Factory: Prachen, near Novy Bor
Designer: Josef Hospodka
Date of design: 1969
Hospodka began working at the Prachen glassworks, a branch of the Borské Sklo group, in 1969. The simple forms designed and produced there almost appear like mechanical components, or are modernised versions of Classical forms such as the goblet or baluster.
These were embellished with a variety of randomly applied shapes, including spots impressed with a grid-like pattern, prunts impressed with a circle and dots, stylised leaves, or randomly trailed and pooled glass impressed with any of the aforementioned motifs. All were a new departure for Hospodka, and are quite unlike the curving, bud- or flower-like designs he produced during the 1950s & 60s for the Chribskà glassworks.

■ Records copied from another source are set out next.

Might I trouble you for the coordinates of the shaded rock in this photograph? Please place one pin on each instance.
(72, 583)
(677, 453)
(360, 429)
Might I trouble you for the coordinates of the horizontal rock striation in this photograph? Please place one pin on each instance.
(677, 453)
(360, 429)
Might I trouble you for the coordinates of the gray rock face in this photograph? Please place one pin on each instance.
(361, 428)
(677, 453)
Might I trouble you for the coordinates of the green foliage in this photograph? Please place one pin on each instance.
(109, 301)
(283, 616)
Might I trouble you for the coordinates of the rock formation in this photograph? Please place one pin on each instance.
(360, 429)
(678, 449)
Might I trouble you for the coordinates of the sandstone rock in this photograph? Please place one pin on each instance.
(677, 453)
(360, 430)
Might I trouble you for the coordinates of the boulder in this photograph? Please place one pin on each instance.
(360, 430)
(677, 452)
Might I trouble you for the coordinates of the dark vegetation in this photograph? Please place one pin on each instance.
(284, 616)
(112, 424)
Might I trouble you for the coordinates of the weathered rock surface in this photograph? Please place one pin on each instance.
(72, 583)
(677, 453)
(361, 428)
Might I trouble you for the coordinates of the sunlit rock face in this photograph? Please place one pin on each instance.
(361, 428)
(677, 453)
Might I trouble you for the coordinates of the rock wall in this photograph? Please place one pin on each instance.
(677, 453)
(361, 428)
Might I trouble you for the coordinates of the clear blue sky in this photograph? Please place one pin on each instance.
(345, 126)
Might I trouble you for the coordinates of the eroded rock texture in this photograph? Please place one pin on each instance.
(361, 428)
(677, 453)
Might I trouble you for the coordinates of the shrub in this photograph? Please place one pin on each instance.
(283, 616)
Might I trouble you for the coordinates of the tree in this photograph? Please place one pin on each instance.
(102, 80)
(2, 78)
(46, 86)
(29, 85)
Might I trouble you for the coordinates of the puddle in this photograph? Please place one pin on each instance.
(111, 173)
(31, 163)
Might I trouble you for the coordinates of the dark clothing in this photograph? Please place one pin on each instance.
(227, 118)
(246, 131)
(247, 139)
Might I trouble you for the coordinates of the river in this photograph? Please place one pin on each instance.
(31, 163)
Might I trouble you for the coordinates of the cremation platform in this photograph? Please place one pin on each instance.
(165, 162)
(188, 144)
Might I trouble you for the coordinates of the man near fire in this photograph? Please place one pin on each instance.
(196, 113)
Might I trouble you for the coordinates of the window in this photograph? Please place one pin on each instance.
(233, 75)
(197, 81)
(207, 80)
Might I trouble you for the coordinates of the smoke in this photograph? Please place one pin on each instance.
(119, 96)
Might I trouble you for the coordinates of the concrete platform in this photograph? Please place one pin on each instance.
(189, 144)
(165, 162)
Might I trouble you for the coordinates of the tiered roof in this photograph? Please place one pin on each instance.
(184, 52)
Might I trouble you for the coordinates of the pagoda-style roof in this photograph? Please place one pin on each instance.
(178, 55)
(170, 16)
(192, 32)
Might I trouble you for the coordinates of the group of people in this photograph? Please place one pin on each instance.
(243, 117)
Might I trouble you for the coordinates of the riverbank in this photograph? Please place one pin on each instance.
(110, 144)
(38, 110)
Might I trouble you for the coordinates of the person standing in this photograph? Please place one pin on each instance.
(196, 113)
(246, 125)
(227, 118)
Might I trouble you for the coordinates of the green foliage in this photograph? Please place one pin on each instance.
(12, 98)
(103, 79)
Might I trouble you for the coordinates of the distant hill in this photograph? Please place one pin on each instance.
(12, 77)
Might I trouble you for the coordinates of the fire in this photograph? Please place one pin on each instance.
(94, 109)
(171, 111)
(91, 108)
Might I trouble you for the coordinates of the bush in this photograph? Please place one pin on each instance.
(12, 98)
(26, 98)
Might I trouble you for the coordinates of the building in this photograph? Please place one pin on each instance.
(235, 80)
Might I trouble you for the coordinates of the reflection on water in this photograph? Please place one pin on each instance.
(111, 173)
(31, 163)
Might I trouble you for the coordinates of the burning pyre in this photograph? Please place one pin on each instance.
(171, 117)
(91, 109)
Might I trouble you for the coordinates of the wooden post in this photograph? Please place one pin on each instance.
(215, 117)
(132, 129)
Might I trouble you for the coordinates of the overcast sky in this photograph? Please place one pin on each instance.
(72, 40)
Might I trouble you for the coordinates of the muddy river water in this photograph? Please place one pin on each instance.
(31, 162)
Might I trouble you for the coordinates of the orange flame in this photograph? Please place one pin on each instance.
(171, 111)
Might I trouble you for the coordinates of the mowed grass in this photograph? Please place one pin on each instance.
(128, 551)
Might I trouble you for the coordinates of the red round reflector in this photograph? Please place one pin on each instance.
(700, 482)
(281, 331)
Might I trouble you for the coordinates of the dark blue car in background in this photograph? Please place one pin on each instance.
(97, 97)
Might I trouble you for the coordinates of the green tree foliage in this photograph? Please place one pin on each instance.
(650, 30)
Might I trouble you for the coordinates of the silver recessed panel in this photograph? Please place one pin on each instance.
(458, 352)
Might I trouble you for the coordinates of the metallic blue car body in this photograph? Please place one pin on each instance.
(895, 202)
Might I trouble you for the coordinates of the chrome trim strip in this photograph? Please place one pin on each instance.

The contrast between the angular, geometric form and the randomly placed, almost organic decoration is unusual, and is suggestive of outer space, futuristic technology, or alien life forms. Hospodka no doubt knew of the moon landing, and was perhaps inspired by this. Colour is an important aspect of the design – although they appear to be a contrasting green, the applied motifs are actually blue (see detail), and only appear green when viewed with the yellow body. Other colours used include lime green, pink, and light and dark blue. The range appears not to have been very successful at the time, despite the practicality of the forms, and examples can be scarce today. This is the most sought-after forms and bears the most desirable decoration.
10.5in (26.5cm) high.
This range was launched in the State’s trade publication Czechoslovak Glass Review in January 1970, and an image from the launch article is shown here as a detail. The range was also featured in Hi Sklo Lo Sklo: Postwar Czech Glass Design From Masterpiece to Mass-Produced by Mark Hill, published in 2008, p.41.
About The Designer
Josef Hospodka (1923-89) studied at the State School for Graphic Arts in Prague from 1938-40, followed by the School for Decorative Arts in Prague from 1940-45 under Professor Holecek. He was then head of the glass cutting department at the Specialised School for Glassmaking at Novy Bor from 1945-51, headmaster at the Chribskà glassworks training school from 1951-58, and head designer at the Borské Sklo glassworks from 1858-60, and from 1964-70. He is best-known for his many highly successful and prolifically produced colourful and curving hot-worked designs produced for Chribskà, of which he was a director from 1960-64.